TerraForm Global Inc., formed by SunEdison Inc. to acquire renewable-energy assets in emerging markets, raised $675 million in its initial public offering, pricing a reduced number of shares below the original range.
The company sold 45 million shares for $15 each, according to data compiled by Bloomberg. TerraForm amended its terms in a regulatory filing Friday, after initially saying it planned to offer 56.6 million shares for $19 to $21 each. The shares will be listed on the Nasdaq Stock Market under the symbol GLBL.
TerraForm Global will provide a dividend to stockholders through cash-flows from power plants. It has solar and wind projects in China, India and South Africa, as well as other countries in South America and Southeast Asia. TerraForm Global’s projects have a combined capacity of 1,406 megawatts, the prospectus shows.

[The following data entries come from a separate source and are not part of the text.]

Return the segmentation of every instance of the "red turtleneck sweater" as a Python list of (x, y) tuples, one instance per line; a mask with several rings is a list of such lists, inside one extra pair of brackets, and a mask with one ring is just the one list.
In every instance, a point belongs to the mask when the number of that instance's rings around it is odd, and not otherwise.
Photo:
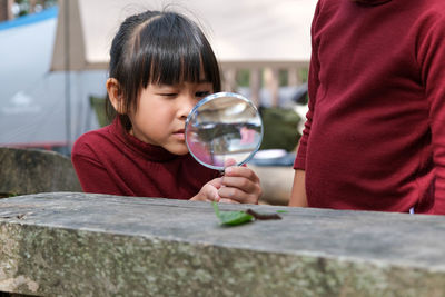
[(189, 199), (217, 170), (125, 133), (118, 120), (82, 135), (72, 164), (86, 192)]
[(319, 0), (314, 17), (294, 165), (308, 204), (445, 214), (445, 1), (362, 2)]

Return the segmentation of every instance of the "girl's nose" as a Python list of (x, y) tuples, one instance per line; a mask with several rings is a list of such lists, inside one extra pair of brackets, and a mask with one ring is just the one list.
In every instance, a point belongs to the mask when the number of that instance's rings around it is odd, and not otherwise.
[(195, 105), (196, 100), (194, 96), (185, 96), (184, 99), (180, 100), (179, 116), (181, 118), (187, 118)]

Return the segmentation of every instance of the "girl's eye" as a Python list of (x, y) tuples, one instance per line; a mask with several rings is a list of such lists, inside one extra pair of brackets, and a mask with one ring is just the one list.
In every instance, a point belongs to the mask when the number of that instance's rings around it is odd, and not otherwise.
[(201, 92), (196, 92), (196, 97), (206, 97), (206, 96), (208, 96), (208, 95), (210, 95), (210, 92), (209, 91), (201, 91)]
[(160, 93), (160, 96), (164, 96), (164, 97), (176, 97), (178, 93), (177, 92), (162, 92), (162, 93)]

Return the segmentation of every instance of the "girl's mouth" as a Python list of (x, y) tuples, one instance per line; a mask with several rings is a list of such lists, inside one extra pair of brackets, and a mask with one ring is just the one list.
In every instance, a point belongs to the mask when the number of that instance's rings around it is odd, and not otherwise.
[(179, 139), (179, 140), (186, 140), (186, 135), (185, 135), (185, 130), (180, 129), (174, 132), (174, 137)]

The Bethesda, Maryland-based company predicts that its projects will produce $231.5 million in cash available for distribution in 2016, the filing shows. TerraForm generated $39.4 million in revenue last year, almost double that in 2013, the filing shows.
Concurrent with the IPO, TerraForm conducted a $67.5 million private placement with Baron Funds and Zimmer Partners. TerraForm Global plans to use the proceeds from the offering and private placement to repay debt and fund pending acquisitions.
The company’s offering includes Class A common stock and Class B common stock. All Class B common stock will be bought by SunEdison Inc., giving them 100 votes per share. A share of Class A common stock gives the shareholder one vote.
JPMorgan Chase & Co, Barclays Plc, Citigroup Inc. and Morgan Stanley are managing the offering.
This is the second so-called yieldco formed by SunEdison, the world’s biggest clean-energy developer, after TerraForm Power Inc.
This model is becoming increasingly common in the renewable energy industry. Developers always need capital for new projects, so they create a separate, publicly traded unit to buy the assets once they’re completed. The yieldco’s function is to collect revenue from selling electricity, helping fund the purchase of more power plants.
The first TerraForm, which sold shares through an IPO in July 2014, owns mainly power plants in the U.S. and other developed nations.